Museum display pops up at City Hall for Canada 150

Dec 21, 2016 | 2:45 PM

KAMLOOPS — As the nation prepares to celebrate Canada’s 150th anniversary next year, staff at the Kamloops Museum and Archives are digging through their extensive collections of photographs and artefacts to create a historical display at City Hall. 

The Talking Walls Project is beginning to take shape in City Hall’s main lobby, celebrating the people and events that have shaped Kamloops. 

“This year knowing that Canada 150 is coming and it’s an entire celebration of Canada’s 150th birthday for the whole year of 2017, we decided to have a pop-up museum here at City Hall, to commemorate that, to mark that at the very beginning of the year, and mark it at the end,” said Kamloops Museum Supervisor Julia Cyr.

The museum has been working on a commemorative wall for the past two and a half months, and it’s now beginning to take shape.

“The main themes for Canada 150 are truth and reconciliation, it’s about youth, diversity, and the environment, and so the themes that we’ve connected to draw back on that, and it’s also about our local city and it talks about things that Kamloops is really known for,” Cyr said.

That includes such hallmarks as the railway, the economy, and a passion for sport, all reflected on the wall in large-scale photographs. 

For museum archivist Scott Owens, narrowing down a selection of photographs for the City Hall display was quite the challenge.

“At the Kamloops Museum and Archives we have about 10,000 images in what we call our KMA photograph collection,” Owens said, “and so a lot of the process for developing this exhibit came from going through these images and selecting images that were visually striking.” 

The museum also has an extensive collection of artefacts, some of which will be added to display boxes mounted to the wall. 

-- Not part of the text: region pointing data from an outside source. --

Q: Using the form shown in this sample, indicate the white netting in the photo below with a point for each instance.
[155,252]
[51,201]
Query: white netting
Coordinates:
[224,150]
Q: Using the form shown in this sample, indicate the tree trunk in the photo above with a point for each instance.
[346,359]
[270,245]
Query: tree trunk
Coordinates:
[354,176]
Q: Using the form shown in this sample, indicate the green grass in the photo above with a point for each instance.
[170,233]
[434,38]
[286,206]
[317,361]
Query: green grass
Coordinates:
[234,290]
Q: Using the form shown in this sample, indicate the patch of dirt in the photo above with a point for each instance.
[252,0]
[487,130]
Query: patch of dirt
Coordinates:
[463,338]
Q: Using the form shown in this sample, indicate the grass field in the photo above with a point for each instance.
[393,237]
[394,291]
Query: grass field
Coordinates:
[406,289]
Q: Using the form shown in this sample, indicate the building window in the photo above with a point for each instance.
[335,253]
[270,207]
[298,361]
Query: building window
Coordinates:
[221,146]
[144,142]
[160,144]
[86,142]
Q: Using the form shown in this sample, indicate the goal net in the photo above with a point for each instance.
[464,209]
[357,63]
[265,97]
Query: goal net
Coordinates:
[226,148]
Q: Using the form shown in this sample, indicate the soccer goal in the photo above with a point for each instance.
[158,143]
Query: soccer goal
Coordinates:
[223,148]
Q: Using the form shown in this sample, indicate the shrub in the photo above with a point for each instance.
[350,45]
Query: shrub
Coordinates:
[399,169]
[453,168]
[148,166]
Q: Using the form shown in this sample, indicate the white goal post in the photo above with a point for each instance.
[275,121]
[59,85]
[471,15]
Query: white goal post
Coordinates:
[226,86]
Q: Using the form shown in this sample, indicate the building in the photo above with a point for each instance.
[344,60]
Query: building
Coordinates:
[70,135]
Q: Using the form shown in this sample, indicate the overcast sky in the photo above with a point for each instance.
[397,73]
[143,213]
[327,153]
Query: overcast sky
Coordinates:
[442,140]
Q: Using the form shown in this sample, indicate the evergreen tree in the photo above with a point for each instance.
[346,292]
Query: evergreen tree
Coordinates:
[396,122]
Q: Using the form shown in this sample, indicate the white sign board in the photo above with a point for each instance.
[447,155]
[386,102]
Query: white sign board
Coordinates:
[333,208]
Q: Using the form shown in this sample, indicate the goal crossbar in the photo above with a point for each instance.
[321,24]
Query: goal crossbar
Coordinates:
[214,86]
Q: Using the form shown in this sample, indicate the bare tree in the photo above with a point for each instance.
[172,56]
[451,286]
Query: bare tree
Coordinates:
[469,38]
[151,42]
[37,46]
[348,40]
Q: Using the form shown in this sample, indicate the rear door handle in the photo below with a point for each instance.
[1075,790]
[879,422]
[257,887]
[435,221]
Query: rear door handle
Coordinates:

“We have a really exhaustive fly fishing display at our museum,” said Kamloops Museum Curator Matt Macintosh, “so we’re going to draw on that and show some small artefacts from the fly fishing collection, as well as in consultation with the Secwepemc Museum and Archives we have a few artefacts from Indigenous culture around the area as well.” 

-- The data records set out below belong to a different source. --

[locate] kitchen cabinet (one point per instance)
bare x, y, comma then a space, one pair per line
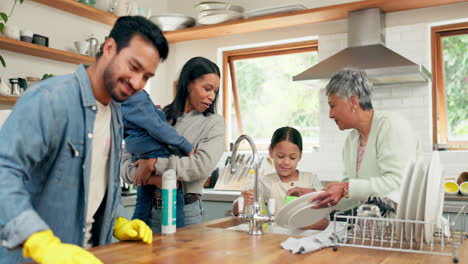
268, 22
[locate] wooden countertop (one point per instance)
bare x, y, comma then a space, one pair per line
210, 243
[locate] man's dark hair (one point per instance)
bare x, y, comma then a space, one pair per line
126, 27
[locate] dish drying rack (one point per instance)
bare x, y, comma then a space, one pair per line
390, 234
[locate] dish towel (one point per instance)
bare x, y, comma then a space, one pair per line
315, 242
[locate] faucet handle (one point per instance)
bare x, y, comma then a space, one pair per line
240, 205
271, 206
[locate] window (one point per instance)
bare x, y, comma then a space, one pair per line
450, 85
263, 96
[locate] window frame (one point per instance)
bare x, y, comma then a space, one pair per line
439, 109
228, 72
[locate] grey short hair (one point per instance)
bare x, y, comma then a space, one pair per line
349, 82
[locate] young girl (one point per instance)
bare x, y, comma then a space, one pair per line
286, 152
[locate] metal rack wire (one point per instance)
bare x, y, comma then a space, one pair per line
402, 235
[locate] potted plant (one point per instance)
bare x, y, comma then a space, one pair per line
3, 19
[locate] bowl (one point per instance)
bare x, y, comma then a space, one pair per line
204, 6
170, 22
451, 188
464, 188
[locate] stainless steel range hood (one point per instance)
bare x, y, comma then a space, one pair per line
366, 51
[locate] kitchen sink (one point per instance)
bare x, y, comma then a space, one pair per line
237, 224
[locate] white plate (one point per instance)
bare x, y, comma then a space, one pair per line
434, 196
296, 209
211, 17
421, 207
274, 10
405, 184
307, 216
415, 188
203, 6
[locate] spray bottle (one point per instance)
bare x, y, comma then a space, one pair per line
169, 196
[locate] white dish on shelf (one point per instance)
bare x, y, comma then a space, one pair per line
434, 196
404, 189
203, 6
274, 10
210, 17
415, 189
299, 213
170, 22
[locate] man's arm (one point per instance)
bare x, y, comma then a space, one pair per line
26, 140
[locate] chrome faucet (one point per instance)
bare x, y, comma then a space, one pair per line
256, 218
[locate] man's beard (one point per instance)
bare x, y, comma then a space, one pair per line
109, 84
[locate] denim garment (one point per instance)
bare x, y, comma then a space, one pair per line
145, 210
146, 128
45, 160
146, 197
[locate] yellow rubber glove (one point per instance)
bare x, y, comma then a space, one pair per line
132, 230
45, 248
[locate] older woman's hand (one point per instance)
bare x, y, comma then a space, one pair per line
248, 196
332, 194
146, 167
299, 191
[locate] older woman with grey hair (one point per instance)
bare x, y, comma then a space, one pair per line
377, 149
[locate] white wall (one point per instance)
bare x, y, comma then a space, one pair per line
407, 32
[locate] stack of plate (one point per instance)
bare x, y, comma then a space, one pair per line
299, 213
210, 13
422, 199
170, 22
274, 10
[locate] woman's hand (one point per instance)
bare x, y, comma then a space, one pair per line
146, 167
332, 194
299, 191
156, 180
248, 196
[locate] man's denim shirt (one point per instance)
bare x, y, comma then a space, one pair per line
146, 128
45, 160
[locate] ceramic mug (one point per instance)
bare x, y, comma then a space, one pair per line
11, 31
26, 35
82, 47
103, 5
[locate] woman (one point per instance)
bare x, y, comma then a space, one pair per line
192, 113
375, 152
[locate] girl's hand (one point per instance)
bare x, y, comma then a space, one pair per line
332, 194
299, 191
248, 196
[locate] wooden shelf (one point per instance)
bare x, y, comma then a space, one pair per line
80, 9
8, 99
297, 18
269, 22
43, 52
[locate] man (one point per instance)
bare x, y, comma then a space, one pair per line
60, 153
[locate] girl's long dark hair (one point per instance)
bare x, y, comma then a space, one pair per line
194, 68
286, 133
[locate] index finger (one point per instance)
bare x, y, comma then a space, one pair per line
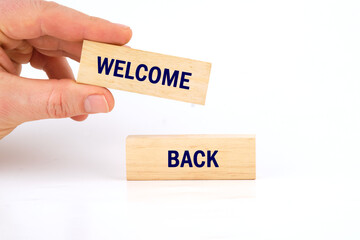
33, 19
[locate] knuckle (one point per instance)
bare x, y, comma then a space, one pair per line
57, 106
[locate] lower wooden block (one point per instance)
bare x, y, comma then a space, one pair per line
192, 157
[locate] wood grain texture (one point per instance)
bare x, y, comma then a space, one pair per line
147, 157
89, 74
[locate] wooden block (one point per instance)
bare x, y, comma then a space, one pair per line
144, 72
179, 157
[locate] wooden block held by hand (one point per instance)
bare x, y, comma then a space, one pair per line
180, 157
144, 72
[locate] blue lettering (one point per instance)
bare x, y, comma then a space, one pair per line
169, 80
128, 64
183, 79
137, 72
186, 159
172, 158
117, 68
211, 158
151, 79
104, 64
195, 158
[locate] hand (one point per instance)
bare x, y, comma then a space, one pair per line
44, 34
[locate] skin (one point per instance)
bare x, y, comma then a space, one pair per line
44, 34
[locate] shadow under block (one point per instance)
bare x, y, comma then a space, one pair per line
143, 72
191, 157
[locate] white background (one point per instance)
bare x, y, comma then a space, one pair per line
287, 71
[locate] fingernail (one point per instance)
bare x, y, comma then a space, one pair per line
122, 25
96, 104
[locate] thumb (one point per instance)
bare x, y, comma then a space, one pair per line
32, 99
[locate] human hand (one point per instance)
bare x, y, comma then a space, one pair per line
44, 34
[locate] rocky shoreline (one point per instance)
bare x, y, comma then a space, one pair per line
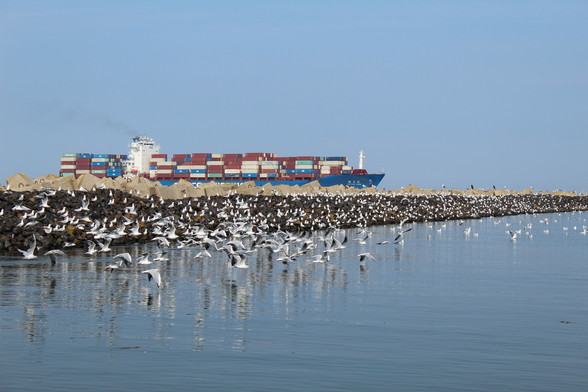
133, 215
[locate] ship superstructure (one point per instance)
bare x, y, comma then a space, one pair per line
142, 149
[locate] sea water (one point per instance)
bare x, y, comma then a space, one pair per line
460, 306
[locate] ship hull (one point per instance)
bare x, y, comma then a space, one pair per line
359, 181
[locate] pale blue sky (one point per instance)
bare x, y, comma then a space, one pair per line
435, 92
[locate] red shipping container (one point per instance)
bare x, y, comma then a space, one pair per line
307, 158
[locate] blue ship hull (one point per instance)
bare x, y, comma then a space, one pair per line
359, 181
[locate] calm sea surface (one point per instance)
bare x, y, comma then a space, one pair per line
443, 312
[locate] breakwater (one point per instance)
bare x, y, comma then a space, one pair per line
60, 218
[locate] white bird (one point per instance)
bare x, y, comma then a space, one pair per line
366, 255
238, 261
202, 253
144, 259
106, 246
153, 274
91, 248
29, 253
124, 258
320, 258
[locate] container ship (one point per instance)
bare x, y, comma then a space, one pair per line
145, 160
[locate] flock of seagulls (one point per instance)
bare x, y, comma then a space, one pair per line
290, 228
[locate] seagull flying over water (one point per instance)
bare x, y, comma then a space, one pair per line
29, 253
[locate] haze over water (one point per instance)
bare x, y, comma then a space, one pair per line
443, 312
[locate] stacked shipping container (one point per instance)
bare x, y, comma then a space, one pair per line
211, 167
99, 165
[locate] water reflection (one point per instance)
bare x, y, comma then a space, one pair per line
212, 304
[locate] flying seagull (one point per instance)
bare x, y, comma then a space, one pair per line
29, 253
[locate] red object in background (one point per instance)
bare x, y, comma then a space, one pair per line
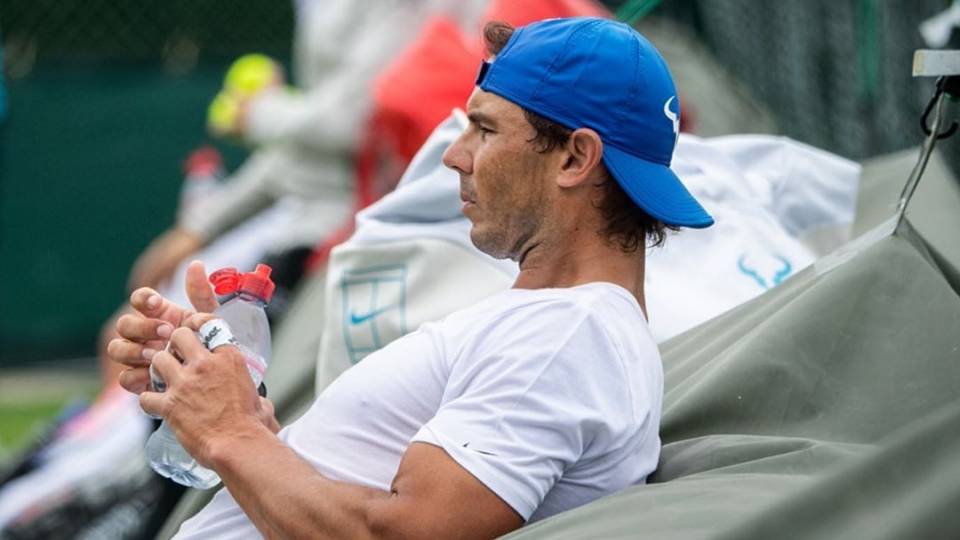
203, 161
431, 77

The pop-up museum at City Hall is just a taste of what will be on display at the Kamloops Museum itself in the new year, celebrating what has defined our city and nation over the past 150  years. 

“It’s a really important moment for Canada to celebrate and to look at what has been our past and our history in the past 150 years, and what will it be in 150 years from now?” Cyr said. “So it gives us that opportunity to take pause and think about those topics.”